You would think that being an advocate of life, while at the same time being an expert gunman who has an alien-based ability that can literally wipe out an entire city in an instant, Vash would have a more in-depth, descriptive philosophy of how to live his life as responsibly as he can. After all, with great power comes great responsibility. So it shouldn’t be that simple, right? Wouldn’t it be more responsible to create specific rules, such as when it’s appropriate to draw his gun, when he should just lay low, when he should intervene, what calls for action and what doesn’t, etc?
Not to Vash. In fact, it’s as simple as those two words–love and peace. If anything threatens that wherever he happens to be, Vash makes a point to intervene to stop the threat. In fact, there are many times that Vash never draws his gun, but instead ends the tension by pure brilliance and ingenuity.
Some may find the lack of an extensive list of moral rules and guidelines somewhat disturbing, especially for a man with Vash’s abilities. But, ironically, this simple take on life is what actually makes Vash as effective as he is. The reason being that Vash isn’t tied down to anything but love and peace. That’s his moral compass, and with that simplicity comes spontaneity, journey, new relationships, excitement, and even silliness. Could you imagine if Vash had to analyze every situation in relation to a set of rules before he did anything? By the time he figured something out, it would be too late.
However, simple doesn’t necessarily mean easy. A motto such as Vash’s could be misconstrued as taking the easy way out, but the scars that cover the majority of his body, as well as his prosthetic arm, prove the contrary. Continuously striving to save others from dangerous situations doesn’t come without risk.
And the interesting thing is, Vash just doesn’t seem to care, as long as love and peace are restored. Even being seen as a fool doesn’t faze him. There are multiple times where people call him demeaning names and brush him off as nuisance since he acts ridiculous and silly during dangerous situations, but in actuality he’s just keeping everyone from shooting each other. He doesn’t need to take credit for anything, and he doesn’t care if he’s seen a certain way. Again, his goal is simple, no matter the situation or position he’s in, and this seems to set him free.
Similarly, this concept of simplicity can be applied to Christianity.
“When the Pharisees heard that he had silenced the Sadducees, they gathered together, and one of them, a lawyer, asked him a question to test him. “Teacher, which commandment in the law is the greatest?” He said to him, “‘You shall love the Lord your God with all your heart, and with all your soul, and with all your mind.’ This is the greatest and first commandment. And a second is like it: ‘You shall love your neighbor as yourself.’ On these two commandments hang all the law and the prophets.” Matthew 22:34-40
Sometimes we Christians get so caught up in rules and traditions, instead of the core message that God wants us to understand and apply to our lives, that we can get to the point where our fixation causes us to remain stagnant, not knowing which way to go, what to believe, or when to act. We have so many “religious rules” to remember that, by the time an opportunity comes up to show God’s love to someone else, it has already gone by. We over-analyze everything we think we need to remember as advocates of God.
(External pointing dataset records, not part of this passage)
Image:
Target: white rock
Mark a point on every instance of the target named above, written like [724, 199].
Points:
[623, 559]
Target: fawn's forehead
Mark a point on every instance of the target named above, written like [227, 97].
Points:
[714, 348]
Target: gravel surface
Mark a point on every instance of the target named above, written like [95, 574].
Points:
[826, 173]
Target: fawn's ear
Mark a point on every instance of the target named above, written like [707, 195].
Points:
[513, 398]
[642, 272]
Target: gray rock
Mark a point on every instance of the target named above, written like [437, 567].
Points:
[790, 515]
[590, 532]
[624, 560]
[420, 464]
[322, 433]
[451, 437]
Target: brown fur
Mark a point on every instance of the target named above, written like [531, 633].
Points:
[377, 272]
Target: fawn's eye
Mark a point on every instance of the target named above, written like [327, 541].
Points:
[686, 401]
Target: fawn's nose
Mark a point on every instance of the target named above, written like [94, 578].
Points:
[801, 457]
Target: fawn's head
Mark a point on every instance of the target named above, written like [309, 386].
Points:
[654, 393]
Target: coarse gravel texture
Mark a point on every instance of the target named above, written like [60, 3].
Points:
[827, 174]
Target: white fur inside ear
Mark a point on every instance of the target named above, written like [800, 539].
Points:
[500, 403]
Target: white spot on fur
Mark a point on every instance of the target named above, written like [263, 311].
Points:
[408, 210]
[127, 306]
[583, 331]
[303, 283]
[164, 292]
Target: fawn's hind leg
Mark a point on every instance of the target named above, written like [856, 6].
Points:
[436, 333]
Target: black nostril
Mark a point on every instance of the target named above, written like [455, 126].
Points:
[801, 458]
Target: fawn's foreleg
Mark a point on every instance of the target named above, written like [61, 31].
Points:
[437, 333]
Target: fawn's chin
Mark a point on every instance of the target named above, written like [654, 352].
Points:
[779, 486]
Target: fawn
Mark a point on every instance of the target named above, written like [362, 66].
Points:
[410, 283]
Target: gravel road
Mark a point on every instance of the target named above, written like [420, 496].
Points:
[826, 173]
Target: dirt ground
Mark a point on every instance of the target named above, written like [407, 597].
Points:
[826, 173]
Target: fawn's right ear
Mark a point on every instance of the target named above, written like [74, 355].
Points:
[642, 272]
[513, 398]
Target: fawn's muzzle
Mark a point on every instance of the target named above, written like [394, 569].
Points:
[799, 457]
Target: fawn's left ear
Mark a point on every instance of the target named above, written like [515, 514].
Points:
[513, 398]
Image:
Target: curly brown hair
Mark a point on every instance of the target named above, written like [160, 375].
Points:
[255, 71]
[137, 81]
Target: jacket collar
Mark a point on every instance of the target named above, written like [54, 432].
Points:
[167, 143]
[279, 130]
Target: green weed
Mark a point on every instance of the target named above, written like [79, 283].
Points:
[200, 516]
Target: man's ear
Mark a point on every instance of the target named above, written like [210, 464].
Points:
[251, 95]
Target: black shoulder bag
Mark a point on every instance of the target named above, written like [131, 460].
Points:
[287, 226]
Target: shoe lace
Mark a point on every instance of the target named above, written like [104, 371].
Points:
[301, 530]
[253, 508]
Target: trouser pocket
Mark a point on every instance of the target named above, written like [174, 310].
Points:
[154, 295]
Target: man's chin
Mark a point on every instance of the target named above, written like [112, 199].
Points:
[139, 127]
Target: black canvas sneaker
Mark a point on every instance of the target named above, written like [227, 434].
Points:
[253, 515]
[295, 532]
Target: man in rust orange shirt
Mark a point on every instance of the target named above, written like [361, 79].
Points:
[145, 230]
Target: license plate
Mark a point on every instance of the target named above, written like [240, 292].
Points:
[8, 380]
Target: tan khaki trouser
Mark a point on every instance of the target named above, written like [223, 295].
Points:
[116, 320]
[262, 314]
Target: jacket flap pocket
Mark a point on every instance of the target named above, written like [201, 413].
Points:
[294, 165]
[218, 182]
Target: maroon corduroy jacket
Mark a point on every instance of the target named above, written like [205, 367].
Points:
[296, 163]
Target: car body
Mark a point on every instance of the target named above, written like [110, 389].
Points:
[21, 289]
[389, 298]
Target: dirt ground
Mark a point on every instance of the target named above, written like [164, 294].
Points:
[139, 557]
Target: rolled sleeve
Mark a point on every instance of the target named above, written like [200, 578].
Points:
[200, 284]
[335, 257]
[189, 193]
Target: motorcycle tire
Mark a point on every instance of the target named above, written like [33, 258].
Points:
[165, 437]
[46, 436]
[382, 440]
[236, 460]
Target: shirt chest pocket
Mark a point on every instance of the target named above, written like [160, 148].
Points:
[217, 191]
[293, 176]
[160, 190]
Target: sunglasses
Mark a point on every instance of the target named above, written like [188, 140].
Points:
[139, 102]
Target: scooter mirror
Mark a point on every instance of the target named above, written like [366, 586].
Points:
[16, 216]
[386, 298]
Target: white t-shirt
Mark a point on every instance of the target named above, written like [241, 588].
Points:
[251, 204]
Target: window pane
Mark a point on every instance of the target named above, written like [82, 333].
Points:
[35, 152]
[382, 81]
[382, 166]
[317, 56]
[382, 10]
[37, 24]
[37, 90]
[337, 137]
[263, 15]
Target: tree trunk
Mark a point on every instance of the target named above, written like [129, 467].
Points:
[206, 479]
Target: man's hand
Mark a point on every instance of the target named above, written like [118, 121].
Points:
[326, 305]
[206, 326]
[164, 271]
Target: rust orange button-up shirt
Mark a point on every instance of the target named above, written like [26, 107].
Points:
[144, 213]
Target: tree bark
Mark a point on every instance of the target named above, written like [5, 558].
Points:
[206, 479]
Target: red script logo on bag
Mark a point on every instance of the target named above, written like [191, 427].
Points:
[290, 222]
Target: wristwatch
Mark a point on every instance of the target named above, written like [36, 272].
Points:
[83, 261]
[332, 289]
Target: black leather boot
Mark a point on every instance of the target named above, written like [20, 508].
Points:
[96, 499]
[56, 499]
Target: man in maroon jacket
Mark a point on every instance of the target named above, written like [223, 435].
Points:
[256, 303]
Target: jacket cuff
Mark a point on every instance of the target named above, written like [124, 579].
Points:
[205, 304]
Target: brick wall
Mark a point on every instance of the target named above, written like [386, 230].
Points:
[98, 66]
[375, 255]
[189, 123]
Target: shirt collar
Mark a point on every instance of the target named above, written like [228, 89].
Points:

It’s an understandable place to be in, because it is in fact a big responsibility to represent God’s love. And, yes, it’s important to continuously strive to learn more about God on a daily basis. Traditions should be respected. History is valuable. But perhaps God didn’t intend for our relationship with Him to be that complicated.
What if we took Vash’s approach and kept it simple? Love God and love others. What if those were the only two rules for being a Christian? What would this lead to as we interact with others and go about our day?
I think that Vash is a good example of what love looks like: a life of spontaneity, adventure, relationships, silliness, freedom, and, overall, action. After all, being a follower and friend of Jesus implies action.